Sur une recherche du type « couvreur Nîmes », Google affiche trois zones qui n’obéissent pas aux mêmes règles.

  • Le bloc local et Maps. Trois entreprises affichées avec leur note et leur distance. Ce classement dépend surtout de la fiche Google Business Profile, de la distance au chercheur et des avis. Votre site y joue un rôle secondaire.
  • Les résultats naturels. La liste de liens classiques, où se classent les sites. C’est là que se jouent les requêtes précises, du type « réfection toiture tuile Nîmes » ou « fuite toiture urgence week-end ».
  • Les annuaires et plateformes. Pages Jaunes, plateformes de mise en relation, souvent bien placées, qui revendent ensuite votre visibilité sous forme de leads.
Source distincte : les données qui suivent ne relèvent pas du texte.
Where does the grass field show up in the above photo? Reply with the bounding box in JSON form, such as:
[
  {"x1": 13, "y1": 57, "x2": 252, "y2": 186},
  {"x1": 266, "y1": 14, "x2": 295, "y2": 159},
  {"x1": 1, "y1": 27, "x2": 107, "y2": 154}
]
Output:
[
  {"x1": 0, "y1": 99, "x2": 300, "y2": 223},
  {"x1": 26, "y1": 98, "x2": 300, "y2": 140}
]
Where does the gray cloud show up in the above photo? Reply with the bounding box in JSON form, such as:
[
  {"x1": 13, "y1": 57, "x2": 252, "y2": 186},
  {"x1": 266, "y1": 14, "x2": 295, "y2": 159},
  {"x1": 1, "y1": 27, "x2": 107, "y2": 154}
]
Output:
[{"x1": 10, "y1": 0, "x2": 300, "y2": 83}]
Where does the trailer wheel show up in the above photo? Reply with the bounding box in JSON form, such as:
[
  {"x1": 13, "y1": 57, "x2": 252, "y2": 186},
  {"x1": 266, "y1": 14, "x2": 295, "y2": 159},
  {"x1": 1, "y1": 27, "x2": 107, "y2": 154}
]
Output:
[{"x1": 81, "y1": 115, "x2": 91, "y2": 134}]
Travailler « son référencement local » sans distinguer ces trois zones, c’est mélanger des leviers qui n’ont rien à voir. La fiche Google ne fera jamais remonter une page de service, et une page de service ne fera pas entrer votre entreprise dans le bloc local.

Le local se joue d’abord sur mobile, et les chiffres sont sans appel

Voici les relevés Google Search Console de deux sites d’artisans que nous suivons, sur 90 jours arrêtés au 22 août 2026.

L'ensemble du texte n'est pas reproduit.